Oxford shuts down institute run by Elon Musk-backed philosophe­r

- Nick Robins-Early

Oxford University this week shut down an academic institute run by one of Elon Musk’s favorite philosophe­rs. The Future of Humanity Institute, dedicated to the long-termism movement and other Silicon Valley-endorsed ideas such as effective altruism, closed this week after 19 years of operation. Musk had donated £1m to the FIH in 2015 through a sister organizati­on to research the threat of artificial intelligen­ce.

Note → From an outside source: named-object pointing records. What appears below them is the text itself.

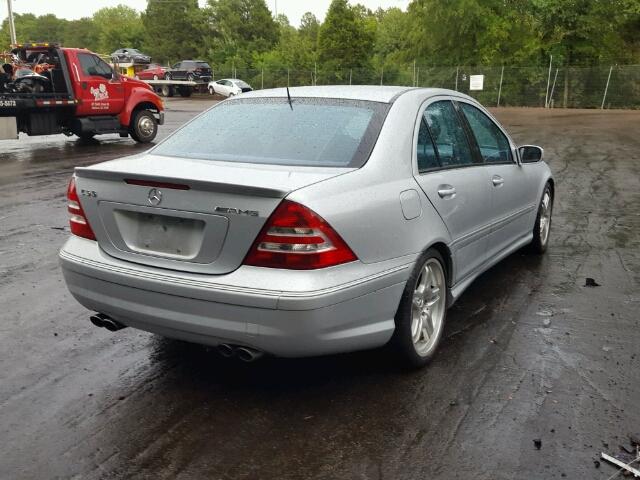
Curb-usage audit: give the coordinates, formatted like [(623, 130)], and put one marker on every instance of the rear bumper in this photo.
[(288, 319)]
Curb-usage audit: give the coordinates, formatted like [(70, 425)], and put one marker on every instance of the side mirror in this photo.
[(530, 153)]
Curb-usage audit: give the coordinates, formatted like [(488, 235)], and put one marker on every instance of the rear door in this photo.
[(455, 183), (100, 89), (513, 202), (224, 87)]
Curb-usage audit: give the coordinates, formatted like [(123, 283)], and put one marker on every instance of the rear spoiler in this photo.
[(234, 188)]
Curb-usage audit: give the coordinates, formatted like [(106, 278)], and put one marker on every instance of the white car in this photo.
[(228, 87)]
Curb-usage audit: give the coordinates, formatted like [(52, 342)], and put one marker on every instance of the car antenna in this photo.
[(289, 97)]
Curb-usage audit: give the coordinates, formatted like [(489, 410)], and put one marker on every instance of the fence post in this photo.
[(606, 88), (414, 73), (546, 95), (553, 88), (500, 87)]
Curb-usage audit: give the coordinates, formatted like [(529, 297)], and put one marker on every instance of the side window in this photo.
[(427, 158), (92, 66), (493, 144), (452, 146)]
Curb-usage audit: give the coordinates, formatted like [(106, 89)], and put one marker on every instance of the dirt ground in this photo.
[(530, 352)]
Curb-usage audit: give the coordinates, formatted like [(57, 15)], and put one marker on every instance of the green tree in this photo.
[(118, 27), (471, 32), (81, 33), (344, 41), (174, 30), (241, 29), (309, 29), (29, 28)]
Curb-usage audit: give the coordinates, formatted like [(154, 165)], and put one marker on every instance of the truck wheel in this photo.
[(144, 126)]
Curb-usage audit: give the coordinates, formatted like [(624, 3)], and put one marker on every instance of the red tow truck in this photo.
[(74, 92)]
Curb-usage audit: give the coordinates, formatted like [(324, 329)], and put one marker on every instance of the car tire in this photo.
[(86, 136), (143, 127), (185, 91), (542, 227), (421, 315)]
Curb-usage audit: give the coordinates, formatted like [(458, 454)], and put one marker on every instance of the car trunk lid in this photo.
[(197, 216)]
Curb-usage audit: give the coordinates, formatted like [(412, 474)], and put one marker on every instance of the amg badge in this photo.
[(236, 211)]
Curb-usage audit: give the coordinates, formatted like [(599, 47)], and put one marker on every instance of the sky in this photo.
[(73, 9)]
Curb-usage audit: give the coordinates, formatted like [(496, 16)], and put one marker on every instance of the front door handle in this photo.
[(446, 191), (497, 180)]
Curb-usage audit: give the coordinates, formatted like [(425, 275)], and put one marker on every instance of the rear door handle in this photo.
[(446, 191)]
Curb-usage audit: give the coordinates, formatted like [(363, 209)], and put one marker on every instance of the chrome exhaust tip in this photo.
[(97, 320), (226, 350), (247, 354), (103, 321)]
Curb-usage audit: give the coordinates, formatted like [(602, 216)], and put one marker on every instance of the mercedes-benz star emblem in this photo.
[(155, 196)]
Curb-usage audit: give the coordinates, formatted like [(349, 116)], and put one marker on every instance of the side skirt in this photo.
[(462, 285)]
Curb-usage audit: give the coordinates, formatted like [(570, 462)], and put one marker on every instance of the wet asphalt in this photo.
[(530, 352)]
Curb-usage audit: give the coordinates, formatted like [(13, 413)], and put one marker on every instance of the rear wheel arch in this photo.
[(552, 184), (445, 252), (145, 106)]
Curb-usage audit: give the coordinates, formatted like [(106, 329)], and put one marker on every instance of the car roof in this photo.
[(372, 93)]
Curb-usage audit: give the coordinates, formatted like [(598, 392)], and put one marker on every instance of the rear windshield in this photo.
[(310, 132)]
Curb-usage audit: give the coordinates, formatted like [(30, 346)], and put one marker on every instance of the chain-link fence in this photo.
[(616, 86)]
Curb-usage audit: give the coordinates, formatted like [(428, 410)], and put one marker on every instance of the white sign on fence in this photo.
[(476, 82)]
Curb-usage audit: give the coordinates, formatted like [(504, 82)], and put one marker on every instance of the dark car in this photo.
[(192, 70), (130, 55), (153, 72)]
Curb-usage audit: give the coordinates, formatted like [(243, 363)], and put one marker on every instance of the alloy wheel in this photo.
[(428, 307)]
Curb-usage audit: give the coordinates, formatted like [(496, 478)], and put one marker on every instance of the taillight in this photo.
[(77, 218), (295, 237)]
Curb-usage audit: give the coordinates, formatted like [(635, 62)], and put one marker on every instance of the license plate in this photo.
[(161, 234), (8, 128)]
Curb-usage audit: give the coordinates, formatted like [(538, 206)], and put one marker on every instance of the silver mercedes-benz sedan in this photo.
[(306, 222)]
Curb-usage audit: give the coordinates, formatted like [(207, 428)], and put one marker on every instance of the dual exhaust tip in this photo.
[(245, 354), (104, 321)]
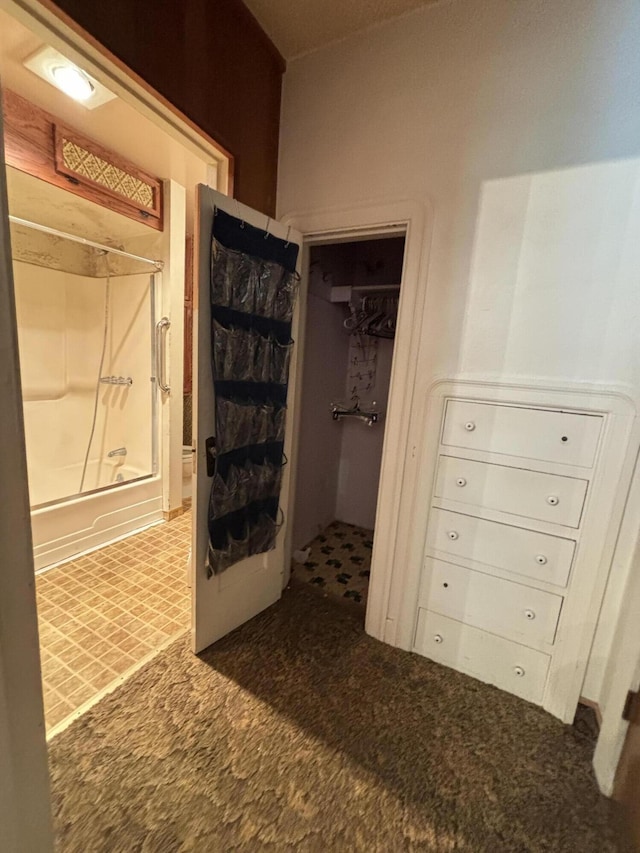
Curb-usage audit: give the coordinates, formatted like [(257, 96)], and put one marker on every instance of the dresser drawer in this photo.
[(507, 608), (553, 436), (492, 659), (531, 494), (514, 549)]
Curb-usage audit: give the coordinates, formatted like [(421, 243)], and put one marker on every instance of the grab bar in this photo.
[(162, 326)]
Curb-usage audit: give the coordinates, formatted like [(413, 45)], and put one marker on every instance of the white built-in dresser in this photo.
[(527, 492)]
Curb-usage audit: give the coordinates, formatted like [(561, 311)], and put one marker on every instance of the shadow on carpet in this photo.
[(299, 732)]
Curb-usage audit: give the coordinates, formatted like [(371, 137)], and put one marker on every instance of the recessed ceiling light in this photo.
[(73, 82), (52, 66)]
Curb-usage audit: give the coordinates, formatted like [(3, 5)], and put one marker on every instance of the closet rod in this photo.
[(47, 230), (374, 288)]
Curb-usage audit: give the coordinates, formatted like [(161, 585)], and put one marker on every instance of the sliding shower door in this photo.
[(86, 336)]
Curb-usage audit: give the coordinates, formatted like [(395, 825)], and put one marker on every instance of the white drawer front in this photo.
[(503, 607), (514, 549), (492, 659), (533, 433), (531, 494)]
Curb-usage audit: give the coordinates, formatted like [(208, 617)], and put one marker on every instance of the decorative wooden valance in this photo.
[(36, 143)]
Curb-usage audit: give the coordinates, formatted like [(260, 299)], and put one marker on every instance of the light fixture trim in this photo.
[(47, 61), (73, 81)]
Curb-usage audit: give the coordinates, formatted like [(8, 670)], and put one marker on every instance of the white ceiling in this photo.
[(300, 26)]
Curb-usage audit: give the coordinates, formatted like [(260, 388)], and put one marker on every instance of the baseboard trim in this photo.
[(591, 704)]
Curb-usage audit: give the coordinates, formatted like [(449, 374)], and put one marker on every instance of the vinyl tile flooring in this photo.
[(339, 562), (102, 614)]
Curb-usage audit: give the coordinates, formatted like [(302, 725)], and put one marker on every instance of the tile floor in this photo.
[(339, 563), (101, 614)]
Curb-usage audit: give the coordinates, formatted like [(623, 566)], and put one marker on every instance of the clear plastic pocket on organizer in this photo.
[(231, 277), (235, 550), (264, 423), (278, 419), (265, 482), (280, 358), (236, 424), (261, 359), (267, 283), (233, 353), (233, 493)]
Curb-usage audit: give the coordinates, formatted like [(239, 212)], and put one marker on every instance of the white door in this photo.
[(225, 601)]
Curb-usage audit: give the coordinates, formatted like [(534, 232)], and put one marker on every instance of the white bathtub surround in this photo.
[(68, 528), (61, 329), (61, 325)]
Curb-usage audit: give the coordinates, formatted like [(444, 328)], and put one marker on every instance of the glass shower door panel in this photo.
[(122, 449), (86, 356)]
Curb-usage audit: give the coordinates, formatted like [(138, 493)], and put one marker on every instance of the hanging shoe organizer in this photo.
[(253, 288)]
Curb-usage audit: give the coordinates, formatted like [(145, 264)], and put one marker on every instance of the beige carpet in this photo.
[(300, 733)]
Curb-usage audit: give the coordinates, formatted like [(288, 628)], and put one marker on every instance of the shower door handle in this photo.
[(162, 327)]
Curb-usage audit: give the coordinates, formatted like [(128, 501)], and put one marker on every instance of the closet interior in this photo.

He had also boosted the ideas of its leader for nearly a decade on X, formerly Twitter.

The center was run by Nick Bostrom, a Swedish-born philosophe­r whose writings about the long-term threat of AI replacing humanity turned him into a celebrity figure among the tech elite and routinely landed him on lists of top global thinkers. OpenAI chief executive Sam Altman, Microsoft founder Bill Gates and Tesla chief Musk all wrote blurbs for his 2014 bestsellin­g book Superintel­ligence.

“Worth reading Superintel­ligence by Bostrom. We need to be super careful with AI. Potentiall­y more dangerous than nukes,” Musk tweeted in 2014.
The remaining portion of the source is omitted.